Mas nem todos os católicos de direita dos EUA que se opõem a Francisco são becos sem saída. Taticamente, uma lição que aprenderam nos últimos dez anos é que uma psique coletiva católica não lhes permite julgar, punir e depor um papa. Mas eles sabem que ainda podem repreendê-lo publicamente se e quando acreditarem que a fé está em perigo. Isto não é um cisma, mas também não é uma dissidência leal, uma vez que questiona o serviço de Francisco à Igreja e à fé. E é incentivado pelas mídias sociais: adote um apelido ou avatar pré-medieval, lance críticas devastadoras enquanto permanece anônimo, conquiste seguidores que pensam da mesma forma que gostam e repassam todas as críticas.
Estrategicamente, porém, o poder dos católicos conservadores dos EUA pode ser medido não em “quantas divisões” eles têm aqui, mas na forma como estabeleceram alianças noutras partes do mundo, de formas diferentes das dos séculos anteriores. Num mundo de “crentes sem fronteiras”, estas forças poderiam reunir-se para impulsionar não apenas o próximo capítulo do catolicismo dos EUA, mas talvez também o próximo pontificado. (Será interessante ver se o Sínodo em Roma no próximo mês também poderá se tornar um ensaio geral para o próximo conclave.) No entanto, como diz Joseph Chinnici na última edição da Catholic Historical Review: “A colcha de retalhos do catolicismo americano parece que veio para ficar”. A crença católica progressista de que estão do lado certo da história e que os conservadores e reacionários estão do lado perdedor também é uma ilusão.

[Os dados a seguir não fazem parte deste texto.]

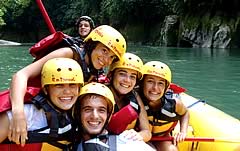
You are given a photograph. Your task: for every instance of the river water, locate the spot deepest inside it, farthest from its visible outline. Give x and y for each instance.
(212, 75)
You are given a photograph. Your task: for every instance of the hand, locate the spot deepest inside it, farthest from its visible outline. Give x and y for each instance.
(132, 135)
(18, 129)
(179, 137)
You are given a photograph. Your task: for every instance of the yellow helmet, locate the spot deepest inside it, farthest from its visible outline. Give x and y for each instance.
(60, 71)
(110, 37)
(100, 89)
(129, 61)
(158, 69)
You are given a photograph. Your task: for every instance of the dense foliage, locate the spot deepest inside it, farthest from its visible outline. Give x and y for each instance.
(24, 15)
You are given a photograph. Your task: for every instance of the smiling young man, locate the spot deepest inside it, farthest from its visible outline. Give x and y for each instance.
(47, 114)
(92, 113)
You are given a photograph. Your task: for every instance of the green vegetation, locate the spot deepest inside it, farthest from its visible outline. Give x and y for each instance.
(23, 16)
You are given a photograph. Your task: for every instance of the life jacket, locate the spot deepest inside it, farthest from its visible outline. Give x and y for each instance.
(44, 47)
(163, 121)
(59, 128)
(126, 117)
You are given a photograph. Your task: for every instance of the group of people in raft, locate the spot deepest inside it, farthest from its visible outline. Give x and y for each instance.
(73, 111)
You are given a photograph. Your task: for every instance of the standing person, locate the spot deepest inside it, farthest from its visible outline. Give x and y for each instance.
(47, 115)
(103, 46)
(92, 113)
(129, 113)
(163, 108)
(84, 26)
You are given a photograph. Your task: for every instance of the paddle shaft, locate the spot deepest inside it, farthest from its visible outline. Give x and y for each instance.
(196, 139)
(45, 16)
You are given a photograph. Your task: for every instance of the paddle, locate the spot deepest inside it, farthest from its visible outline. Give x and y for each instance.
(197, 139)
(45, 16)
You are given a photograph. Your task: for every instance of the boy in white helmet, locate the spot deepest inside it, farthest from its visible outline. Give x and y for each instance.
(92, 112)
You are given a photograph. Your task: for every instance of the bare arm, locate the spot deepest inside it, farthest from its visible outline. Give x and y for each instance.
(143, 122)
(3, 126)
(18, 126)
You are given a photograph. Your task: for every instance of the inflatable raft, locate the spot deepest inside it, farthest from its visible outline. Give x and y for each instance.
(210, 128)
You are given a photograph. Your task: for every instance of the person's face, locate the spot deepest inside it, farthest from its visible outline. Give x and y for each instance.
(153, 89)
(84, 28)
(93, 113)
(124, 80)
(63, 95)
(102, 56)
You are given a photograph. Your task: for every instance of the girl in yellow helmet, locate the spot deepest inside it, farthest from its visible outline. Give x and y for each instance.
(163, 108)
(102, 46)
(47, 116)
(129, 113)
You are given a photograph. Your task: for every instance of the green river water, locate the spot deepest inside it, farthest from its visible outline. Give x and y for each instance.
(212, 75)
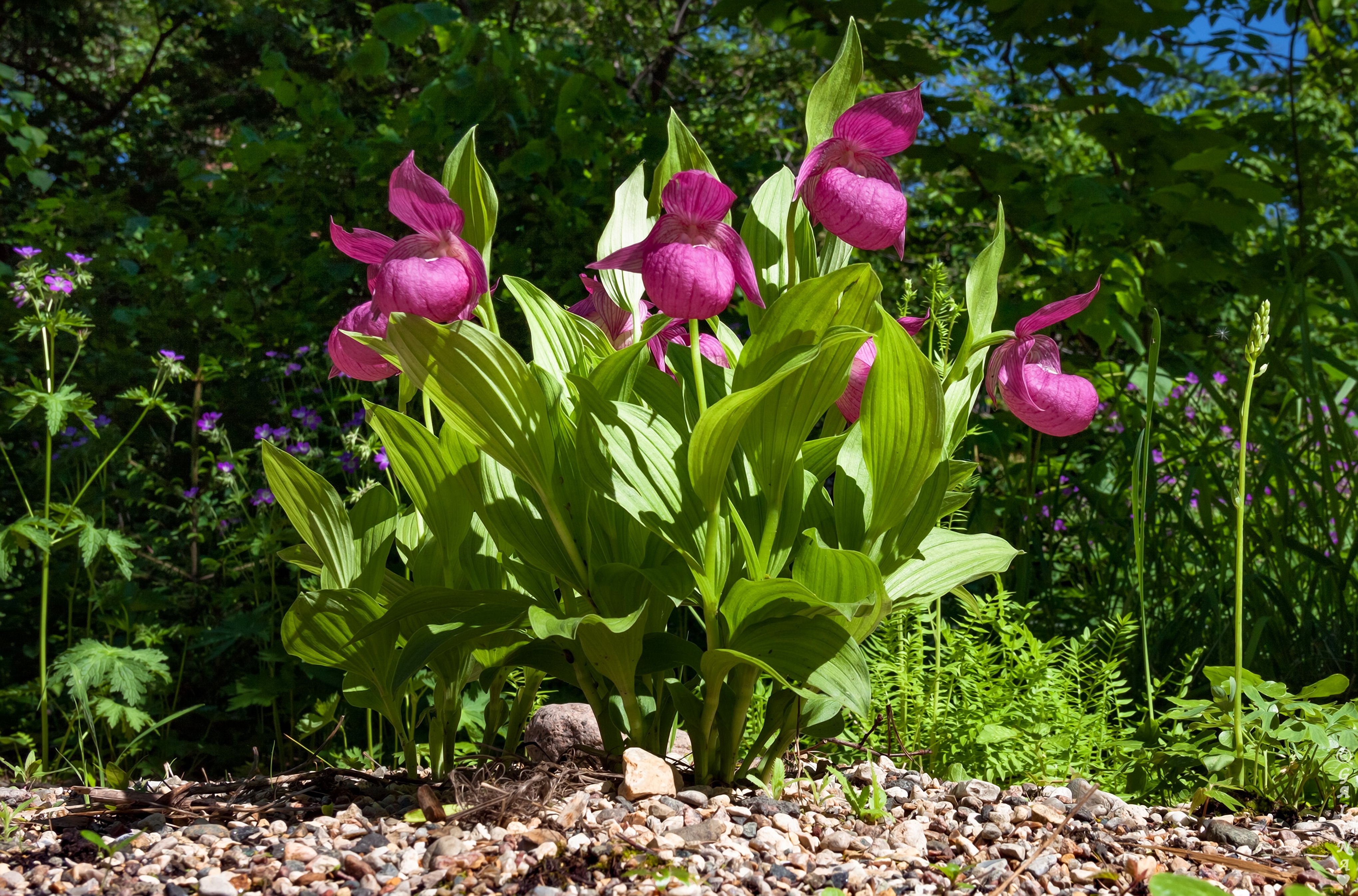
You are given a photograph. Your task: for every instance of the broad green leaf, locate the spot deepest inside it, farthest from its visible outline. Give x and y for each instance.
(950, 560)
(470, 188)
(902, 427)
(443, 492)
(848, 580)
(483, 389)
(779, 427)
(316, 511)
(836, 90)
(765, 233)
(638, 459)
(628, 226)
(561, 342)
(683, 154)
(716, 435)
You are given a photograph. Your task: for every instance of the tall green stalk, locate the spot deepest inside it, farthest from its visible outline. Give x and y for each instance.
(1254, 348)
(1140, 489)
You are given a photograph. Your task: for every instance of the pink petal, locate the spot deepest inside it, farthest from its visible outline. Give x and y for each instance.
(915, 325)
(420, 201)
(601, 310)
(369, 246)
(851, 401)
(728, 241)
(689, 282)
(627, 259)
(885, 124)
(697, 197)
(862, 211)
(435, 288)
(1056, 313)
(351, 356)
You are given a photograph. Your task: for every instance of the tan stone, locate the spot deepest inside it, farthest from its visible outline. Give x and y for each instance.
(646, 776)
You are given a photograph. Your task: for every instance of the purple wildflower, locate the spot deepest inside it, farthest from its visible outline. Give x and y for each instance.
(59, 284)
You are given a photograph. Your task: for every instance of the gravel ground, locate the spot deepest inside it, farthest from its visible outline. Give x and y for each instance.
(587, 841)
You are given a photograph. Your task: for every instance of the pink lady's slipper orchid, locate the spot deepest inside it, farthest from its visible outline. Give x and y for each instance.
(692, 261)
(601, 310)
(1026, 371)
(354, 359)
(851, 401)
(434, 272)
(848, 184)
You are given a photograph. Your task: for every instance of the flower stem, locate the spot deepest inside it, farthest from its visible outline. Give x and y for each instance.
(700, 387)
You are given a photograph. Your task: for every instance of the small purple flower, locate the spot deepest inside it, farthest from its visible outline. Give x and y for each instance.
(310, 419)
(59, 284)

Outras igrejas em todo o mundo foram desafiadas ou lutaram contra o pontificado de Francisco, mas nenhuma respondeu tão agressivamente como o episcopado dos EUA. O próximo Sínodo sobre a Sinodalidade deveria “ampliar o espaço da tenda”, mas eles pensam que o Vaticano II já o tinha ampliado demasiado. Em vez disso, querem reconstruir, figurativa e literalmente – restaurar as paredes, portas e vitrais: o passado. É uma visão retrógrada da tradição e do ensino. “O futuro ficou para trás”, parecem dizer. Mas é a visão deles do futuro, no entanto.